Hallo Michael,
Hi
Du unterschätzt das Risiko der BU. Jeder kann ein fall für
die BU werden. Schau mal bei www.bundderversicherten.de rein
und sieh dir den Zweck… der BU an.
Da BU vom Eintrittsalter abhängt, ist es also wichtig
frühstmöglich eine zu haben, abgesehen von der Gesundheit die
nachlässt!
Das mit der Gesundheit ist richtig, das mit dem Eintrittsalter nur bedingt, da die Risikodauer mit höherem Eintrittsalter auch niedriger ist.

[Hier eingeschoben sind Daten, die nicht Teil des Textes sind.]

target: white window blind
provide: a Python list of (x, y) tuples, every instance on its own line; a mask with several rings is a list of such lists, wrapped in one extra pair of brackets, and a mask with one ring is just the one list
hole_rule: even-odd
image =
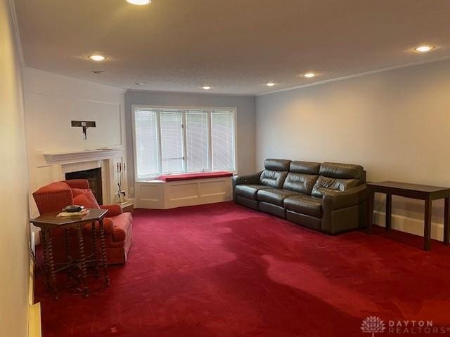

Was das kündigen betrifft, mußt im Schein nachschauen, kanns
aber nicht empfehlen!. Generell gilt 3 Monat vor ende des
Versicherungsjahr muß die Kündigung vorliegen, damit es zum
ende des Versicherungsjahr abläuft. Bei 9/10 Fällen wird man
vorzeitig gekündigt, wenn man die beiträge nicht zahlt und
Mahnungen ignoriert. 1/10 Fälle gehen dann vors Gericht.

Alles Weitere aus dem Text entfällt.